The chapel was erected to the north-west of the Tonbridge Workhouse buildings, beside the workhouse laundry, and appears on the First Edition Ordnance Survey map surveyed in 1868. The provision of two entrance porches, one for male paupers and one for female paupers, demonstrates the chapel's workhouse function. Although the Board of Guardians stipulated an internal screen for separation of the sexes, there is no evidence that this was built—by the 1860s such screens had gone out of fashion.
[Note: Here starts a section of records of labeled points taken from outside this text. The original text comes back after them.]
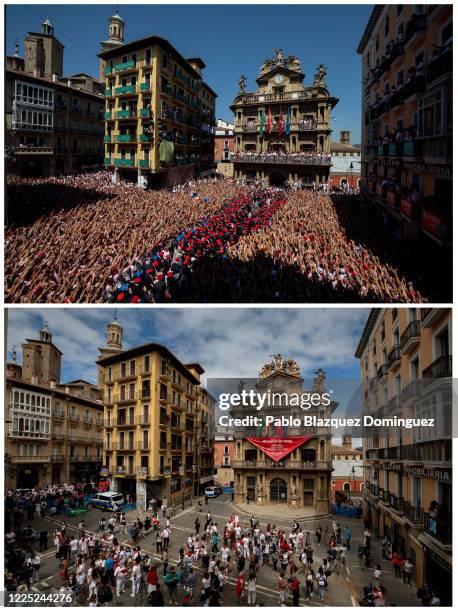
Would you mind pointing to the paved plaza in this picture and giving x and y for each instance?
(344, 585)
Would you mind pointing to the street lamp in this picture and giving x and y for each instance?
(352, 475)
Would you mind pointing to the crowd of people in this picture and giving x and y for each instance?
(207, 241)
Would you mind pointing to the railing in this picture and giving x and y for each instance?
(125, 66)
(125, 89)
(439, 66)
(440, 368)
(126, 114)
(393, 356)
(440, 530)
(394, 403)
(411, 391)
(125, 138)
(282, 159)
(414, 26)
(415, 514)
(411, 332)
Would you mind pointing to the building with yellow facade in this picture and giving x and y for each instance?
(157, 423)
(159, 114)
(406, 53)
(406, 368)
(53, 431)
(283, 129)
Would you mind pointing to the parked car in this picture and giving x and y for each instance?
(106, 500)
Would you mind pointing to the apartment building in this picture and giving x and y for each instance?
(406, 368)
(159, 112)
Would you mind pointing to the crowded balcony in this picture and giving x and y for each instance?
(439, 529)
(440, 368)
(440, 66)
(301, 158)
(416, 25)
(410, 337)
(125, 66)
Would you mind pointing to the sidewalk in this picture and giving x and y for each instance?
(278, 511)
(398, 593)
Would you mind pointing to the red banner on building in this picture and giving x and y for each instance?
(277, 448)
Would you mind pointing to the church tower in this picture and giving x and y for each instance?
(41, 360)
(115, 38)
(114, 344)
(44, 54)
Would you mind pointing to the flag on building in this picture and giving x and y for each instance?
(262, 123)
(288, 123)
(269, 122)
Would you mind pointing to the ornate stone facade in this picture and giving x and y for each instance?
(283, 116)
(303, 477)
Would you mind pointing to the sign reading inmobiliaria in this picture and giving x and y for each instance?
(277, 448)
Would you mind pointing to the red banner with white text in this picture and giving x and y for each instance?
(277, 448)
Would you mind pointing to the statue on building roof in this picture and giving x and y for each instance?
(279, 54)
(293, 62)
(318, 381)
(267, 65)
(320, 76)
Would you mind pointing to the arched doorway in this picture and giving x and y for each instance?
(276, 179)
(27, 478)
(278, 491)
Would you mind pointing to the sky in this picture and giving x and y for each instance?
(230, 39)
(227, 342)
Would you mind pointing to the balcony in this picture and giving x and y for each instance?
(128, 421)
(440, 368)
(124, 162)
(439, 529)
(414, 514)
(440, 67)
(410, 337)
(397, 503)
(394, 357)
(125, 66)
(411, 391)
(415, 26)
(394, 403)
(125, 138)
(125, 89)
(126, 114)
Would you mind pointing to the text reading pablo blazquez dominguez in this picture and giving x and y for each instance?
(256, 401)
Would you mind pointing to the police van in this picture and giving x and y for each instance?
(106, 500)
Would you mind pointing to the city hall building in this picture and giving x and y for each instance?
(284, 465)
(286, 116)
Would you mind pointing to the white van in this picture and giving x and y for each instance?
(106, 500)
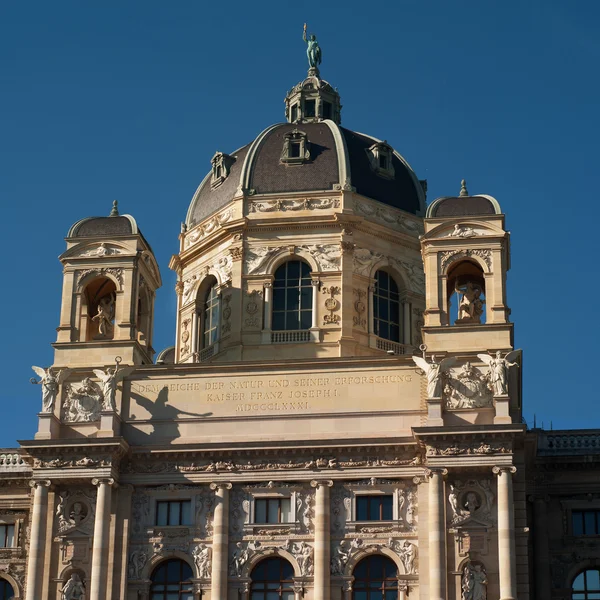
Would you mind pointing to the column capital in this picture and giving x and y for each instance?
(504, 469)
(226, 485)
(318, 482)
(430, 472)
(43, 482)
(97, 481)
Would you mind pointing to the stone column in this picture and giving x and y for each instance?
(37, 543)
(540, 545)
(220, 540)
(506, 534)
(322, 579)
(100, 543)
(437, 535)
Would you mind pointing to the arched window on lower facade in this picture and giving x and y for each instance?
(586, 586)
(172, 580)
(272, 579)
(209, 316)
(375, 578)
(6, 590)
(292, 297)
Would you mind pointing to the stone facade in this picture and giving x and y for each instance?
(362, 433)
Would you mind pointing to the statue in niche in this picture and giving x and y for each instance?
(73, 589)
(434, 372)
(474, 582)
(110, 378)
(105, 316)
(499, 370)
(470, 303)
(202, 560)
(313, 50)
(50, 383)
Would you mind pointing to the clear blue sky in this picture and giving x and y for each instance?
(130, 99)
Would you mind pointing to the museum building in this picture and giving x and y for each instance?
(340, 417)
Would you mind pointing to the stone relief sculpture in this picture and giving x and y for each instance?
(83, 402)
(50, 383)
(240, 557)
(434, 372)
(408, 553)
(137, 561)
(73, 589)
(499, 370)
(342, 553)
(468, 389)
(472, 501)
(110, 378)
(305, 557)
(201, 555)
(470, 303)
(474, 582)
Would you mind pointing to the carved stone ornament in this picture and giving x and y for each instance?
(471, 502)
(116, 272)
(388, 216)
(75, 512)
(449, 256)
(474, 581)
(408, 553)
(207, 227)
(467, 389)
(483, 448)
(332, 305)
(137, 561)
(293, 205)
(83, 402)
(341, 554)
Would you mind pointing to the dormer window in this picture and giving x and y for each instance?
(221, 166)
(295, 148)
(380, 157)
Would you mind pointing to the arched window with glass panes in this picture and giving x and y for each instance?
(272, 579)
(208, 315)
(390, 313)
(586, 586)
(292, 297)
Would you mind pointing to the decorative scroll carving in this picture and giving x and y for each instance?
(332, 305)
(468, 389)
(471, 501)
(209, 226)
(449, 256)
(293, 205)
(83, 403)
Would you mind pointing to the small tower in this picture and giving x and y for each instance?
(110, 278)
(466, 254)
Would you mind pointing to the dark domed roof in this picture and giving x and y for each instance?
(114, 224)
(339, 159)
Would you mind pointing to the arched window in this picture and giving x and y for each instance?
(171, 580)
(292, 297)
(386, 307)
(209, 317)
(6, 591)
(375, 578)
(586, 585)
(272, 579)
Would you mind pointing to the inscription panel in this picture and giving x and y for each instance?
(273, 394)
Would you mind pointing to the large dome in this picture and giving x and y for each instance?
(339, 158)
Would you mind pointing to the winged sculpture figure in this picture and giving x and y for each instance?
(434, 371)
(50, 383)
(499, 370)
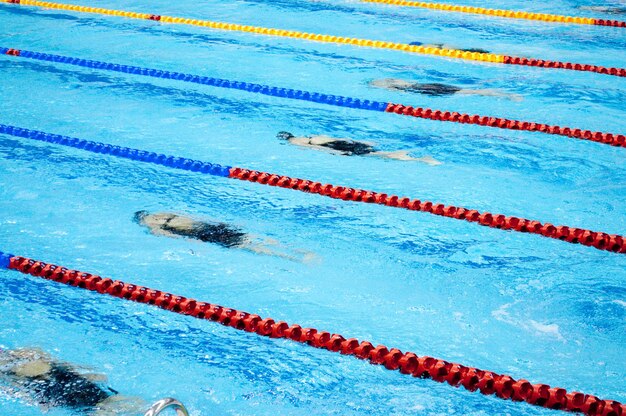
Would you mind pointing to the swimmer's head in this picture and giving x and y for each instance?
(139, 216)
(155, 220)
(284, 135)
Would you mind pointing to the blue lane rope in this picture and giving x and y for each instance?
(336, 100)
(5, 259)
(124, 152)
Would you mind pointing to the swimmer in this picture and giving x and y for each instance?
(604, 9)
(168, 224)
(437, 89)
(35, 376)
(446, 46)
(346, 147)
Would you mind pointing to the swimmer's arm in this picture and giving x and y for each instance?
(121, 405)
(32, 368)
(159, 232)
(322, 139)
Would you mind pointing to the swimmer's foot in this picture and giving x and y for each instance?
(429, 160)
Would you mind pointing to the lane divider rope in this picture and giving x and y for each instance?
(457, 375)
(601, 241)
(448, 53)
(335, 100)
(511, 14)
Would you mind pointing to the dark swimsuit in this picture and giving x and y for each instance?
(346, 147)
(218, 233)
(435, 89)
(63, 387)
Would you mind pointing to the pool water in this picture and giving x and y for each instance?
(513, 303)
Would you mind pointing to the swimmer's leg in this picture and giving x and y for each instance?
(260, 247)
(405, 156)
(489, 92)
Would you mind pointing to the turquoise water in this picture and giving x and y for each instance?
(534, 308)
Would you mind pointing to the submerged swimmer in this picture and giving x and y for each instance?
(173, 225)
(346, 147)
(605, 9)
(35, 376)
(446, 46)
(436, 89)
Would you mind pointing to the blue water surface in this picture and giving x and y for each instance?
(520, 304)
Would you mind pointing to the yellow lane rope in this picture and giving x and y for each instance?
(448, 53)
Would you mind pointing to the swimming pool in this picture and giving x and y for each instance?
(533, 307)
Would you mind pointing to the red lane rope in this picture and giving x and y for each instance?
(335, 100)
(457, 375)
(599, 240)
(542, 63)
(503, 123)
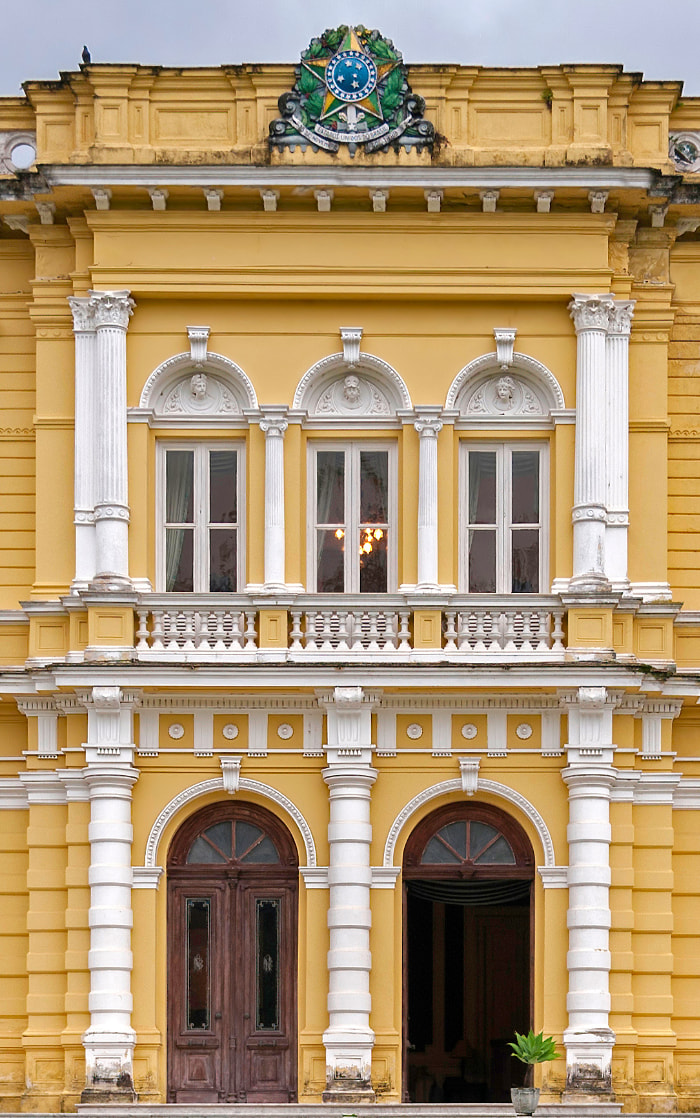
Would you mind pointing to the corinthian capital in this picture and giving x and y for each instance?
(112, 308)
(621, 316)
(83, 310)
(590, 312)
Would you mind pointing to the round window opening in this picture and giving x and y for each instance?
(22, 155)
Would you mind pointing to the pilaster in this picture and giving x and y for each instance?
(617, 442)
(112, 311)
(350, 776)
(110, 777)
(589, 777)
(590, 319)
(428, 425)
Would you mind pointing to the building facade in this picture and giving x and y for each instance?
(349, 588)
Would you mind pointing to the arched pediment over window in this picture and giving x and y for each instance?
(210, 390)
(525, 390)
(369, 391)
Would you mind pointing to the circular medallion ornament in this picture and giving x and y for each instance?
(351, 75)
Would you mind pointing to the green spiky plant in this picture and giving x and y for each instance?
(533, 1048)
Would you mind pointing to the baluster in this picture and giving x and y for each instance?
(451, 633)
(510, 645)
(480, 632)
(557, 635)
(404, 631)
(343, 631)
(327, 644)
(188, 636)
(219, 631)
(157, 633)
(251, 645)
(236, 631)
(142, 632)
(296, 631)
(374, 632)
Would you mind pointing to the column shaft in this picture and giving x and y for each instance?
(112, 313)
(85, 439)
(274, 426)
(617, 442)
(590, 318)
(428, 427)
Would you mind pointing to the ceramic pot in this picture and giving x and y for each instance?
(525, 1099)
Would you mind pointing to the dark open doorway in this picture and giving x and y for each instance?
(467, 955)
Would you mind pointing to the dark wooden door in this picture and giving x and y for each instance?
(232, 972)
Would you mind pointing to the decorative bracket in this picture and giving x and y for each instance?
(504, 342)
(469, 769)
(230, 773)
(351, 339)
(198, 337)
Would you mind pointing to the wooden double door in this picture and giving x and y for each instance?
(232, 968)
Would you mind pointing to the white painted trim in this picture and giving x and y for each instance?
(176, 367)
(488, 363)
(444, 788)
(204, 788)
(332, 176)
(379, 371)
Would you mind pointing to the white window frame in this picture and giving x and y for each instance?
(352, 448)
(503, 449)
(201, 451)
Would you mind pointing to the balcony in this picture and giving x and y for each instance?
(201, 628)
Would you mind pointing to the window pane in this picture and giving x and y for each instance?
(482, 562)
(526, 501)
(330, 560)
(330, 488)
(179, 550)
(198, 920)
(223, 496)
(526, 560)
(267, 963)
(179, 486)
(223, 558)
(374, 486)
(372, 549)
(482, 488)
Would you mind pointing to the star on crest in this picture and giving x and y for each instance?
(333, 105)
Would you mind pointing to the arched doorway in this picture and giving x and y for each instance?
(467, 884)
(233, 881)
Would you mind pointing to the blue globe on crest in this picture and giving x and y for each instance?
(351, 75)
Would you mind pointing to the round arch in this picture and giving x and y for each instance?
(205, 788)
(234, 394)
(491, 787)
(377, 389)
(537, 390)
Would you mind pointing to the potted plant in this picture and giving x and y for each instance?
(530, 1049)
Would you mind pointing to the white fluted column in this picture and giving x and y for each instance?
(110, 776)
(113, 310)
(617, 442)
(349, 775)
(85, 420)
(589, 777)
(589, 513)
(428, 426)
(274, 425)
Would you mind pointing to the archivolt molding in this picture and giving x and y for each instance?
(379, 391)
(204, 788)
(501, 790)
(486, 368)
(227, 377)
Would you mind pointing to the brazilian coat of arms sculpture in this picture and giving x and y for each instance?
(351, 89)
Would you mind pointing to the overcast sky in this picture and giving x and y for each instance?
(47, 36)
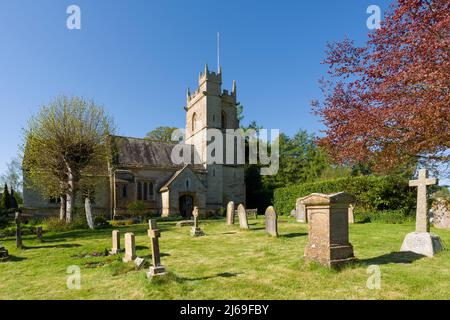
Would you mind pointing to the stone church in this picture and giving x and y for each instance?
(142, 170)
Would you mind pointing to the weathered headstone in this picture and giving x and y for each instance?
(271, 222)
(242, 214)
(328, 241)
(301, 211)
(139, 263)
(19, 244)
(185, 223)
(441, 214)
(422, 241)
(230, 213)
(115, 242)
(195, 230)
(4, 255)
(39, 233)
(252, 213)
(156, 269)
(130, 247)
(351, 214)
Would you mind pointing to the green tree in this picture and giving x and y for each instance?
(66, 142)
(161, 134)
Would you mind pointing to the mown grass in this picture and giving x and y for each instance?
(227, 263)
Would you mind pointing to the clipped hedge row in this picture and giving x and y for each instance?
(374, 193)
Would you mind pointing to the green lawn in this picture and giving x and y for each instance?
(227, 263)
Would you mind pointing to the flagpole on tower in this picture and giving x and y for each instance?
(218, 52)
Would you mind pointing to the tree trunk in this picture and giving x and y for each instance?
(70, 198)
(62, 208)
(87, 208)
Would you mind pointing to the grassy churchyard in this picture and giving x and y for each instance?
(227, 263)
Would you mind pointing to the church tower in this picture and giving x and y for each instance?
(209, 107)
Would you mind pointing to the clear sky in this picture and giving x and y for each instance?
(137, 58)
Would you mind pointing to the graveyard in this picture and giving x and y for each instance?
(226, 263)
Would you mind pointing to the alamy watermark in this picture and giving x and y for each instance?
(374, 20)
(74, 279)
(229, 147)
(73, 21)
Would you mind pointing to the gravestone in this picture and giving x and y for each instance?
(230, 213)
(422, 241)
(301, 211)
(4, 255)
(271, 222)
(115, 242)
(242, 214)
(139, 263)
(156, 269)
(252, 213)
(185, 223)
(39, 233)
(351, 214)
(130, 247)
(328, 241)
(441, 214)
(19, 244)
(195, 230)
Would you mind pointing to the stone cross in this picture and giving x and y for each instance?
(230, 213)
(271, 222)
(115, 242)
(130, 247)
(156, 269)
(422, 224)
(18, 231)
(242, 214)
(39, 233)
(196, 231)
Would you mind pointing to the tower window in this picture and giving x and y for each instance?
(224, 120)
(194, 121)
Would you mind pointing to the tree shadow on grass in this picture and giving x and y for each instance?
(63, 245)
(218, 275)
(393, 257)
(293, 235)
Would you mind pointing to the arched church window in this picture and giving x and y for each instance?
(139, 187)
(150, 190)
(224, 120)
(194, 121)
(145, 191)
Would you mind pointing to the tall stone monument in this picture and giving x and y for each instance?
(130, 247)
(19, 244)
(271, 222)
(157, 269)
(115, 242)
(422, 241)
(242, 214)
(328, 241)
(230, 213)
(300, 211)
(195, 230)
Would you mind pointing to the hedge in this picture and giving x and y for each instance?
(374, 193)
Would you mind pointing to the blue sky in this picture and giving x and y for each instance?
(137, 58)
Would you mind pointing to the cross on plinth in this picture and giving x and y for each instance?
(157, 269)
(421, 183)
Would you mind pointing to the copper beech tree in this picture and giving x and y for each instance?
(388, 103)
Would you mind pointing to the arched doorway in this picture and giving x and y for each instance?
(186, 206)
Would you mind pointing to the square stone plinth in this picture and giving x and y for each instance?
(423, 243)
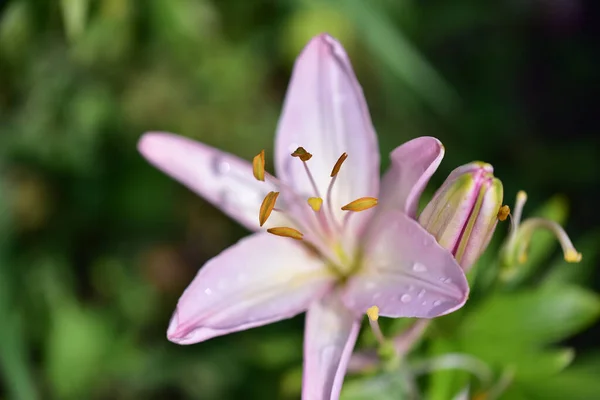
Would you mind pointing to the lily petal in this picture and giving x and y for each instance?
(330, 334)
(413, 163)
(261, 279)
(407, 273)
(221, 178)
(325, 112)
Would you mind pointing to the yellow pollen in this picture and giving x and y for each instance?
(315, 203)
(373, 313)
(364, 203)
(338, 164)
(286, 232)
(572, 256)
(258, 166)
(267, 207)
(503, 213)
(302, 154)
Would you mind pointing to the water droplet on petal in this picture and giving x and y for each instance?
(418, 267)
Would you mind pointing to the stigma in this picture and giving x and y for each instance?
(323, 223)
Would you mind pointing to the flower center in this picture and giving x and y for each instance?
(313, 219)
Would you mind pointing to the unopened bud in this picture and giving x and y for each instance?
(463, 213)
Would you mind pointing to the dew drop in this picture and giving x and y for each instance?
(418, 267)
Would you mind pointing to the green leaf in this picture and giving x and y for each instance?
(78, 345)
(442, 384)
(528, 319)
(407, 63)
(580, 273)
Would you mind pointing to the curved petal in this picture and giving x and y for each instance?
(261, 279)
(406, 272)
(221, 178)
(413, 163)
(330, 334)
(325, 112)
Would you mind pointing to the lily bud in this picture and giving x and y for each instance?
(463, 213)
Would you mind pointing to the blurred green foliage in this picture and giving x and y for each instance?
(96, 246)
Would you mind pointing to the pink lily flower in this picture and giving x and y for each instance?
(347, 256)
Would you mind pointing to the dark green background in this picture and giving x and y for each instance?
(96, 245)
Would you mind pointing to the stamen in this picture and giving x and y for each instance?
(373, 314)
(258, 166)
(503, 213)
(315, 203)
(364, 203)
(286, 232)
(530, 225)
(521, 199)
(302, 154)
(267, 207)
(338, 165)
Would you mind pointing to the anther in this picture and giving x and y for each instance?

The cost of the chapel was £650, with seating for 300. The workhouse capacity was 400, though Catholics and Non-conformists were permitted to attend their own place of worship if one was located nearby or to receive visits from their priest or minister.

On 10 September 1887, a contract was drawn up with Messrs. George and Frank Penn for £3,161 12 shillings, for the stripping, boarding, fitting and retiling the chapel and related works, as well as the taking down of the bell turret. The surveyor was William Oakley.

In 1938, Tonbridge Workhouse became Pembury Hospital, and the workhouse chapel became the hospital chapel.